By Ajoy K Das
KOLKATA -Stung by sharply falling growth in coal production in the country, India’s Forest and Environment Ministry has given the go-ahead to the mining of three coal blocks with a combined mineable reserve of 500-million tons, in the central province of Chattisgarh.
The clearance granted to start mining overruled the recommendations by the Forest Advisory Committee (FAC), which had recommended the three blocks; Tara, Parsa East and Kante Basan, as `no-go’ areas for mining as the blocks were located in the Hasdeo-Arand forest, large parts of which were part of an elephant conservation programme.
All the three coal blocks were linked to proposed ultra mega power plant (UMPP) projects, denoting plants with per unit capacity of 800 MW and higher, to be located in Chattisgarh and neighboring Rajasthan province.
“FAC’s brief is to look into forest related issues and while FAC has done its due diligence, as a minister, I have necessarily to keep the broad development picture in mind and balance out different objectives and considerations,” Forest and Environment Minister Jairam Ramesh said.
“On three earlier occasions I had concurred with recommendations of the FAC and rejected mining proposals. However I now disagree with the final recommendation of the FAC for six reasons and decided to give the first stage clearance to start mining in these blocks,” Ramesh said.
The reasons cited for the change of mind by the Minister included reduction in area to be mined from 2 000 ha to 778 ha, the total number of trees to be felled 1,2-million against 8.5-million planned earlier, operational life of the mines reduced from 45 years to 25 years and all movement of coal from the mines to the power plants, 7 km away would be through overhead conveyor systems.

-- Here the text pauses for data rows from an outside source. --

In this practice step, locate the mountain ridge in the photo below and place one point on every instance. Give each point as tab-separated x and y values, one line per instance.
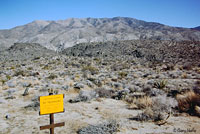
60	34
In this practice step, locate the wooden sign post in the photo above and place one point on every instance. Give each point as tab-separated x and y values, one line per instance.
49	105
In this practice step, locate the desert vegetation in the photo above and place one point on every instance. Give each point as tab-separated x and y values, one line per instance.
103	94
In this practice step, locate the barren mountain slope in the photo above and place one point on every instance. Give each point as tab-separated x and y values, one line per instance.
61	34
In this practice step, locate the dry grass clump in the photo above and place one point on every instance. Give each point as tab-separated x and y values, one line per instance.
139	103
189	102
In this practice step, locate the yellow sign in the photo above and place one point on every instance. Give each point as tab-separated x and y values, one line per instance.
51	104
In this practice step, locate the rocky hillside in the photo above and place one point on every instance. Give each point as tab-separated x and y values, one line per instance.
25	51
57	35
147	50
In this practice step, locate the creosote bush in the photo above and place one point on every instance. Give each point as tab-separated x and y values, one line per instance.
92	69
139	103
52	76
189	102
160	84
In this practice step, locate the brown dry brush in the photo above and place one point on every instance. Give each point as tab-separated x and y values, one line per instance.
189	102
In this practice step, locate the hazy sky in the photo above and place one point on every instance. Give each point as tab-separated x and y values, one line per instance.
182	13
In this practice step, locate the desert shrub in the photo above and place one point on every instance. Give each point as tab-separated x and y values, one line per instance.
30	68
160	109
168	67
188	101
104	93
84	96
20	72
109	127
52	76
92	69
46	67
187	66
139	103
8	77
160	84
122	74
12	68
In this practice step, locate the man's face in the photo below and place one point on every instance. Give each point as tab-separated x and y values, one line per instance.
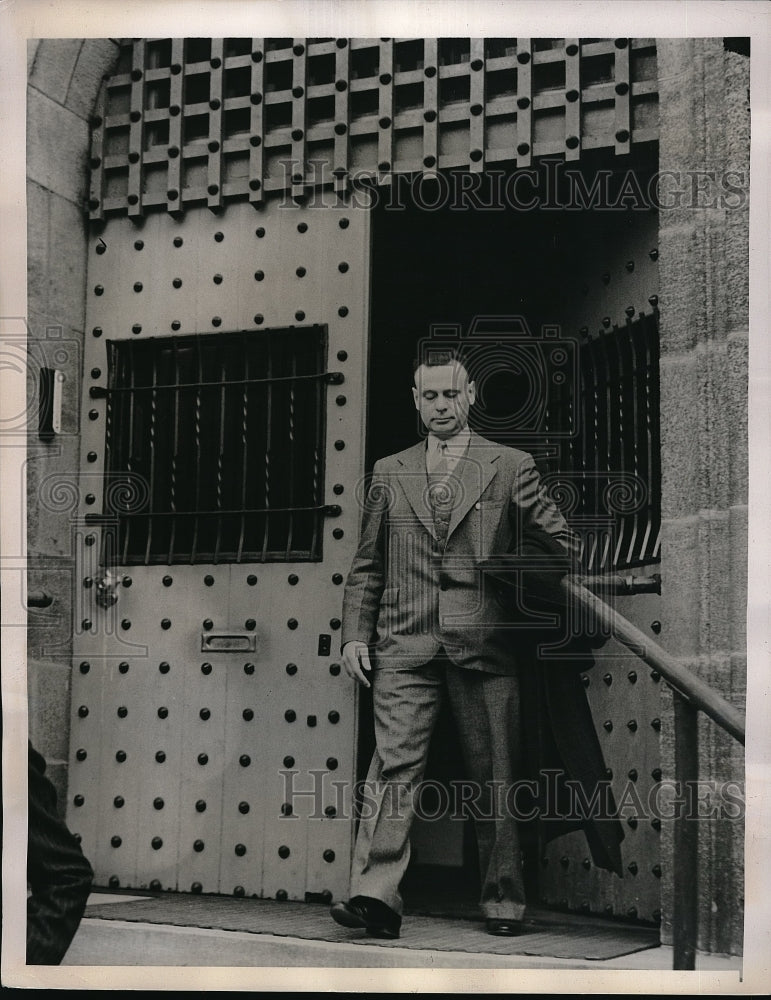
443	395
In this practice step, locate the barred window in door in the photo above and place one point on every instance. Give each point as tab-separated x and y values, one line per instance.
225	434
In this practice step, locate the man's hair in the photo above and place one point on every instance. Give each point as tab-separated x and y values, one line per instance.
434	357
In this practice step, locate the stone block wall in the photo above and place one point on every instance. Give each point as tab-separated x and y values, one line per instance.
64	77
703	272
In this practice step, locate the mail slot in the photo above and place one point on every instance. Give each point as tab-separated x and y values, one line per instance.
228	642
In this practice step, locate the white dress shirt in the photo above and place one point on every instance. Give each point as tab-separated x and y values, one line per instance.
454	449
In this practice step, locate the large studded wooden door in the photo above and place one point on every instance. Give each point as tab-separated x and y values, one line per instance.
212	730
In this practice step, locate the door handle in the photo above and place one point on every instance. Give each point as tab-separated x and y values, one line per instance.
228	642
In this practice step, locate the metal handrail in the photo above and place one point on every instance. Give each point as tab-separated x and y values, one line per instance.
687	685
691	695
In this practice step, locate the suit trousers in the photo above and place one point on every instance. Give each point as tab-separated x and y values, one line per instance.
406	703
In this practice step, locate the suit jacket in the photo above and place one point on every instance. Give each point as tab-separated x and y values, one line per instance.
58	875
406	595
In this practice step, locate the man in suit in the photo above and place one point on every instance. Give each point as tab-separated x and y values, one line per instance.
59	876
418	619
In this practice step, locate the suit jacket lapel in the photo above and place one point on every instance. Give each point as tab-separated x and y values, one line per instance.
475	472
412	477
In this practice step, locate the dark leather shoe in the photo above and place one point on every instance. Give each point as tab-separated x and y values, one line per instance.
504	927
373	915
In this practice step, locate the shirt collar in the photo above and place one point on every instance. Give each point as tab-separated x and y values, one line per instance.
456	445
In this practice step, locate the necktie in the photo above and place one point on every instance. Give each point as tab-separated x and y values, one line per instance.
440	493
441	465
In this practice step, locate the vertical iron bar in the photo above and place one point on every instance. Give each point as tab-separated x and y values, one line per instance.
623	129
686	839
131	360
244	444
431	105
108	427
341	156
476	125
299	146
630	397
136	129
214	169
573	97
653	423
96	188
592	466
174	450
220	454
174	179
607	428
617	443
320	425
153	411
385	142
197	438
292	455
268	445
524	103
256	195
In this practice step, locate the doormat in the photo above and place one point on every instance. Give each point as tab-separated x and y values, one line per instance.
574	938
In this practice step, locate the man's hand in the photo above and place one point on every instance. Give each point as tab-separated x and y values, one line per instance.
356	660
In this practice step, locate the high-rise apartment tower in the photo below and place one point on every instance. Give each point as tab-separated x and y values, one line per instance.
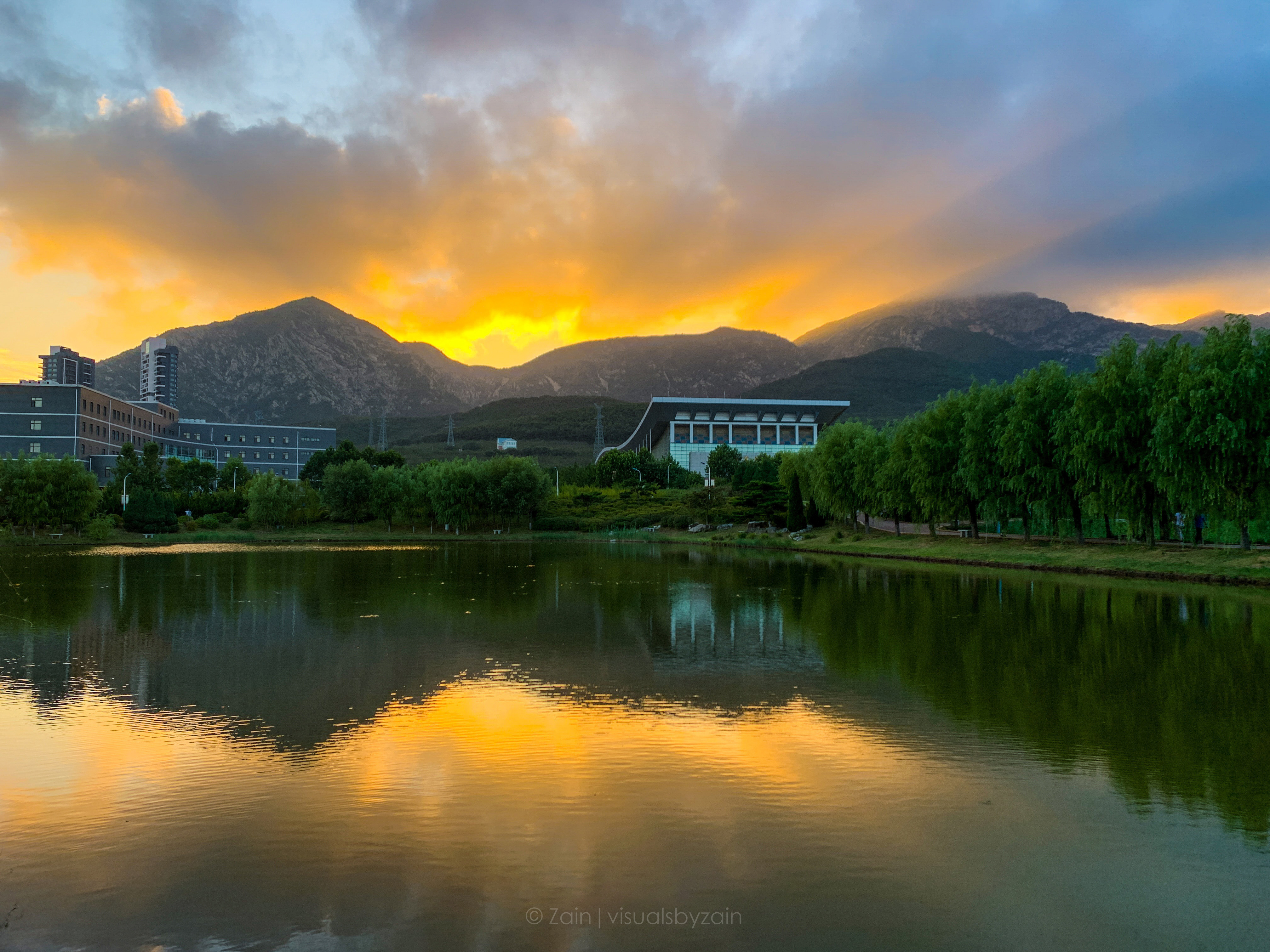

Since the coal blocks were linked to power plants to be constructed with super critical technology, emission levels would be between 5% and 8% lower than convention sub-critical technology that used plants of 500 MW or lower, was another reason cited by the Minister.
“The project proponents have introduced certain changes in the original mining plan and if they can show some flexibility to accommodate our concerns, I think we should too reciprocate,” Ramesh added.
However, ministry officials conceded off-the-record, that the flexibility resulted from immense pressures from Power and Coal Minister who have been expressing serious concern over falling growth in coal production that threatened to stall construction of 24 000 MW of thermal power generating capacity.
The Power and Coal Minister had also taken the issue of non-clearance of new coal mining blocks to Prime Minister, Manmohan Singh who intervened.
The mining clearance also comes just ahead of talks of an imminent reshuffle of the Indian government Cabinet of Ministers by the Prime Minister.
A communication from Coal Minister Sriprakash Jaiswal, to Ramesh quotes India’s Planning Commission’s forecast that Coal India Limited’s (CIL), the world’s largest producer, will not able to record a growth of more than 4.3% during the current Five Year Plan that ends in March 2012. This production growth would be lowest since 1974.
CIL’s production grew 5.1% to 379.4-million tons in 2007/08 6.4% to 403.7-million ton in 2008/09 and 6.8% to 431.3-million ton in 2009/10. Production recorded zero growth the next year and, according to the company, might grow not more than 3.6% in 2011/12.
CIL is India’s virtual monopoly coal producer and alone contributes 80% of domestic coal supplies of 530-million ton of which 70% is accounted by supplies for power generation and balance to other sectors like steel, cement and fertiliser. Coal India is currently negotiating to import 11-million tons of coal from Indonesia or Australia to tide over current emergency shortage in supplies.
Against this backdrop and mounting pressures from colleagues in the Cabinet of Ministers, the Forest and Environment Minister had no option but to fast track clearances of block blocks stalled by environmental issues, officials in Coal Ministry said.